What does this mean for our county?
Issue 1 is dangerous.
Even small amounts of drugs like fentanyl, heroin and meth are lethal in a single dose. Reducing drug-possession felonies to misdemeanors will make it difficult to prosecute drug traffickers, many of whom intentionally deal in small amounts. Denying judges the ability to send people to prison, or even threat of the consequence of prison, removes all judicial discretion. Ohio will have some of the most lenient drug laws in the United States.
Issue 1 undermines treatment.
This amendment does not provide for or require treatment. Current Ohio law already requires probation and treatment for low-level drug possession offenders in many circumstances; only a small fraction of probation violators and drug possession offenders ever go to prison. Successful treatment courts, like Miami County’s Drug Court, which connects addicts with closely-monitored treatment while on probation, will be virtually non-existent if felonies are reduced to misdemeanors.
Issue 1 reduces sentences for violent offenders.

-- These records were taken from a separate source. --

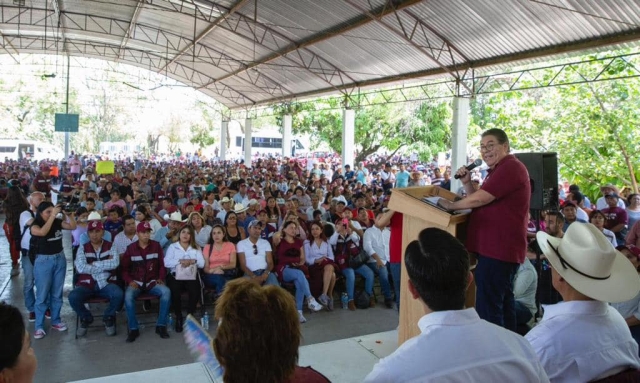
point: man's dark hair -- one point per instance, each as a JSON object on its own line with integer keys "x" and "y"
{"x": 499, "y": 134}
{"x": 11, "y": 335}
{"x": 557, "y": 214}
{"x": 438, "y": 267}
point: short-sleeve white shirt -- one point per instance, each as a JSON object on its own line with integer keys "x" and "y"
{"x": 254, "y": 261}
{"x": 581, "y": 341}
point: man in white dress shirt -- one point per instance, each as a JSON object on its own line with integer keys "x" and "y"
{"x": 455, "y": 345}
{"x": 376, "y": 244}
{"x": 583, "y": 338}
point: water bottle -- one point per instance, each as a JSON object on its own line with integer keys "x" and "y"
{"x": 205, "y": 321}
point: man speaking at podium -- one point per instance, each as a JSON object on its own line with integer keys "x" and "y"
{"x": 497, "y": 230}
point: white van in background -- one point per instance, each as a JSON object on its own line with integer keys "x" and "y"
{"x": 32, "y": 150}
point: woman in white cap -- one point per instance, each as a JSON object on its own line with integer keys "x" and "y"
{"x": 582, "y": 338}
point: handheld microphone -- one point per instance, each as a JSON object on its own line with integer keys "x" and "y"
{"x": 471, "y": 166}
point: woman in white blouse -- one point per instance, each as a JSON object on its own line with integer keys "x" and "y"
{"x": 201, "y": 229}
{"x": 183, "y": 253}
{"x": 322, "y": 268}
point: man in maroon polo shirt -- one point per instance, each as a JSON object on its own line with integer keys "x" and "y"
{"x": 497, "y": 230}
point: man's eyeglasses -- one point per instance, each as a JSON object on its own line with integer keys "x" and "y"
{"x": 487, "y": 148}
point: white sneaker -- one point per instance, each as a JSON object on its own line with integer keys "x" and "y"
{"x": 314, "y": 305}
{"x": 60, "y": 326}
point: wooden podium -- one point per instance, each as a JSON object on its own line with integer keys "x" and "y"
{"x": 418, "y": 215}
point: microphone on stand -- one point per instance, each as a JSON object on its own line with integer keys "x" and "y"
{"x": 471, "y": 166}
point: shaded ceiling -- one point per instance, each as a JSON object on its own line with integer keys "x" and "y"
{"x": 252, "y": 52}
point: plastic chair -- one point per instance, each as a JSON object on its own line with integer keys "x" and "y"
{"x": 93, "y": 300}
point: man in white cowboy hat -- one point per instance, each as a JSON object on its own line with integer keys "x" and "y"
{"x": 601, "y": 203}
{"x": 584, "y": 339}
{"x": 226, "y": 204}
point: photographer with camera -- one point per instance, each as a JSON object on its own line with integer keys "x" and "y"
{"x": 50, "y": 264}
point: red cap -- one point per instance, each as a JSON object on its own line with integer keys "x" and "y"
{"x": 143, "y": 226}
{"x": 94, "y": 225}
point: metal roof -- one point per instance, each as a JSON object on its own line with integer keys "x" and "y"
{"x": 249, "y": 52}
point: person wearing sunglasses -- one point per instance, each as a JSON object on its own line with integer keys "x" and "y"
{"x": 497, "y": 230}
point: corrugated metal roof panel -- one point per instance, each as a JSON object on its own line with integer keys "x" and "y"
{"x": 490, "y": 33}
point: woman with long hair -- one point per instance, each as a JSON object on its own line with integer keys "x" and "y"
{"x": 259, "y": 335}
{"x": 322, "y": 267}
{"x": 14, "y": 204}
{"x": 235, "y": 233}
{"x": 202, "y": 230}
{"x": 219, "y": 260}
{"x": 597, "y": 218}
{"x": 290, "y": 266}
{"x": 183, "y": 253}
{"x": 50, "y": 265}
{"x": 143, "y": 213}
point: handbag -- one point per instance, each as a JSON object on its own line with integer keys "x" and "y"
{"x": 186, "y": 273}
{"x": 355, "y": 261}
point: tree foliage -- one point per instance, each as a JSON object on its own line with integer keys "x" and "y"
{"x": 592, "y": 126}
{"x": 390, "y": 127}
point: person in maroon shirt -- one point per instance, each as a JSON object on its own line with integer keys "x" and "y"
{"x": 497, "y": 229}
{"x": 617, "y": 218}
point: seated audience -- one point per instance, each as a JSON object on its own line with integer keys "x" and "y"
{"x": 219, "y": 260}
{"x": 582, "y": 338}
{"x": 96, "y": 265}
{"x": 184, "y": 254}
{"x": 455, "y": 345}
{"x": 143, "y": 271}
{"x": 258, "y": 336}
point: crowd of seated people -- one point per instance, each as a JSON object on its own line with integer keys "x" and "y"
{"x": 223, "y": 220}
{"x": 164, "y": 229}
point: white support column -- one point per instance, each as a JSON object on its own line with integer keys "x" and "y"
{"x": 459, "y": 138}
{"x": 223, "y": 140}
{"x": 286, "y": 135}
{"x": 247, "y": 142}
{"x": 348, "y": 137}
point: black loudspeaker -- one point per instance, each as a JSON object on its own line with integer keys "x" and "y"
{"x": 543, "y": 173}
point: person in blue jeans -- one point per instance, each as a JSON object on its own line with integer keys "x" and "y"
{"x": 350, "y": 281}
{"x": 143, "y": 271}
{"x": 96, "y": 264}
{"x": 50, "y": 265}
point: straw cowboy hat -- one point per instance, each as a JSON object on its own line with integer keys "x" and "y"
{"x": 240, "y": 208}
{"x": 176, "y": 216}
{"x": 610, "y": 186}
{"x": 585, "y": 258}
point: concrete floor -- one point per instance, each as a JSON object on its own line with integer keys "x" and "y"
{"x": 61, "y": 358}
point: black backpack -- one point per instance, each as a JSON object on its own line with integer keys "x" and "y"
{"x": 362, "y": 300}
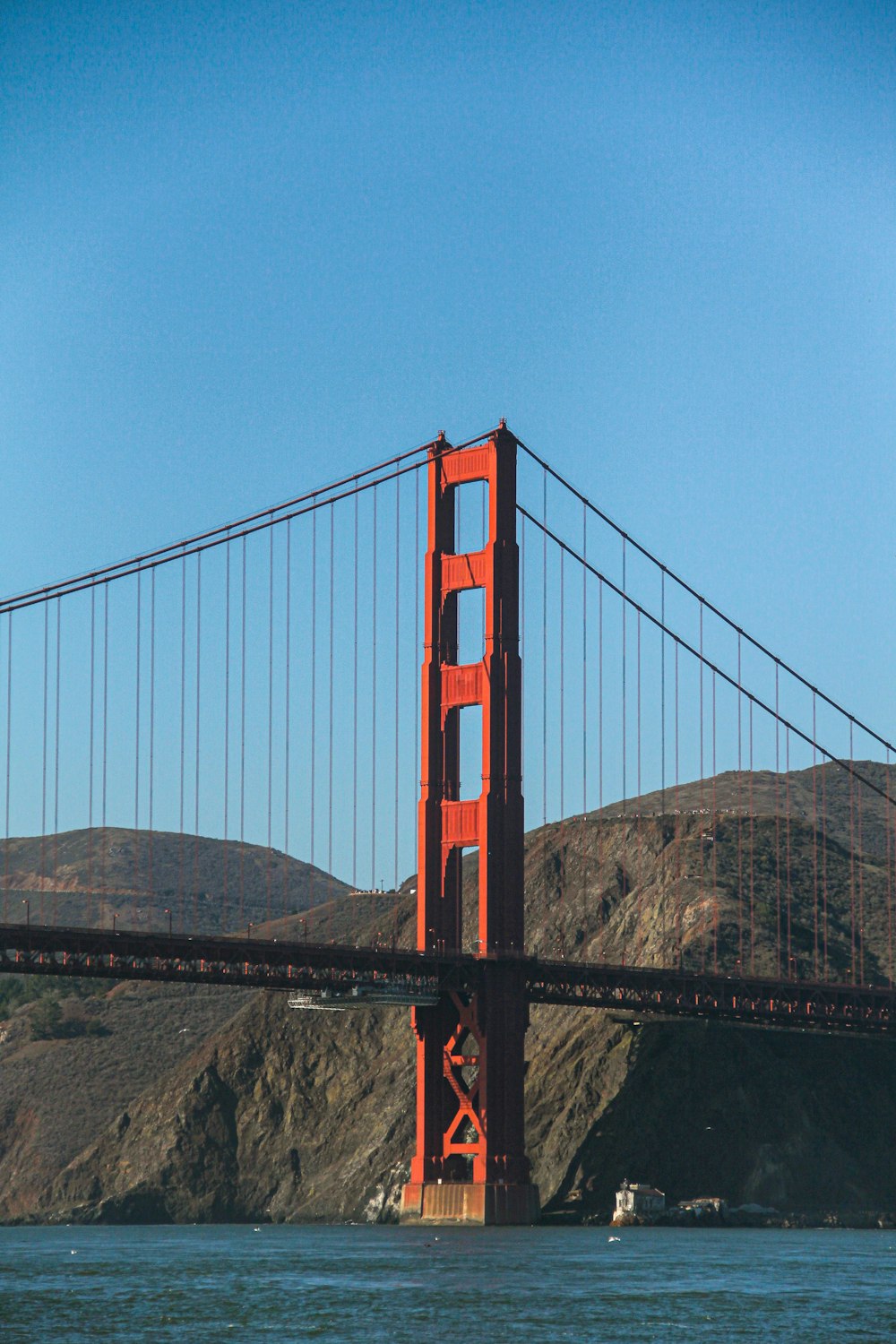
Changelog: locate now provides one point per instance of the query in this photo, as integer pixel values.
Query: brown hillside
(284, 1115)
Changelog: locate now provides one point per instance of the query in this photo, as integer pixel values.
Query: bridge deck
(271, 964)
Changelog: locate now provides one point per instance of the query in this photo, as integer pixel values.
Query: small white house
(641, 1201)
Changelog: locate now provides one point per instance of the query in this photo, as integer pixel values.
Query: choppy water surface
(374, 1284)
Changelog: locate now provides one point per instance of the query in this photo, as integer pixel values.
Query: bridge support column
(470, 1164)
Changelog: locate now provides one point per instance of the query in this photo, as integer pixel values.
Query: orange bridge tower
(470, 1161)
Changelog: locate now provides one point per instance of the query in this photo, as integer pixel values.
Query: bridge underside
(254, 962)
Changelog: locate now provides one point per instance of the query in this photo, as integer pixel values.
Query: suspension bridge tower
(470, 1161)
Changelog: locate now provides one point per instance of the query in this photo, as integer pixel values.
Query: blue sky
(244, 247)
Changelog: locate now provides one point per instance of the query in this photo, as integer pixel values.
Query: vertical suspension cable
(778, 814)
(702, 806)
(226, 849)
(330, 773)
(740, 889)
(814, 831)
(791, 968)
(374, 710)
(584, 726)
(183, 741)
(136, 847)
(355, 722)
(625, 762)
(287, 709)
(199, 626)
(637, 816)
(602, 919)
(314, 706)
(888, 840)
(56, 773)
(105, 736)
(417, 570)
(43, 769)
(562, 836)
(852, 860)
(715, 846)
(662, 693)
(269, 873)
(5, 849)
(398, 650)
(242, 746)
(823, 866)
(860, 866)
(152, 728)
(680, 828)
(90, 753)
(544, 682)
(753, 860)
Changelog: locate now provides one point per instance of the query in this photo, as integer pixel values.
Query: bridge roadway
(346, 970)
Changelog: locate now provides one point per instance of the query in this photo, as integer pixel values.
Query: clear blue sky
(244, 246)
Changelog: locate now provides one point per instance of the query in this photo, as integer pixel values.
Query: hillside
(258, 1112)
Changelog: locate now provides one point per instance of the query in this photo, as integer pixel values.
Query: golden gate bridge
(708, 832)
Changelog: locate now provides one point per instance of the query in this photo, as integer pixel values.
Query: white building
(641, 1201)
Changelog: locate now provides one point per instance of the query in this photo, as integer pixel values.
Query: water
(392, 1284)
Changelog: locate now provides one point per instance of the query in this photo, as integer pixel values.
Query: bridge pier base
(478, 1204)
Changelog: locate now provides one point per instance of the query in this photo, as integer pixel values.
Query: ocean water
(392, 1284)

This amendment will make violent offenders eligible to have their sentence reduced up to 25 percent by participating in rehabilitation in prison. This includes those convicted of crimes such as voluntary manslaughter, felonious assault, permitting child abuse, kidnapping, abduction, aggravated robbery, arson, aggravated burglary and terrorism. There is no requirement a person demonstrate rehabilitation and victims will not have peace of mind about when their offender will be released from prison.
Issue 1 will overburden local government.
The projected savings if Issue 1 passes are speculative. Issue 1 is an unfunded mandate that shifts the costs for drug treatment from the State to local government and local taxpayers will be left with the bill for treatment, probation and jail.
Please join us in voting “No” on Issue 1.
— Miami County Prosecutor Anthony E. Kendell, Miami County Sheriff Dave Duchak, Miami County Clerk of Courts Jan Mottinger, Miami County Auditor Matthew W. Gearhardt, Miami County Engineer Paul Huelskamp; Miami County Commissioner Gregory Simmons, Miami County Recorder Jessica Lopez, Juvenile Court Judge W. McGregor Dixon, Miami County Treasurer Jim Stubbs, Miami County Coroner William Ginn, M.D.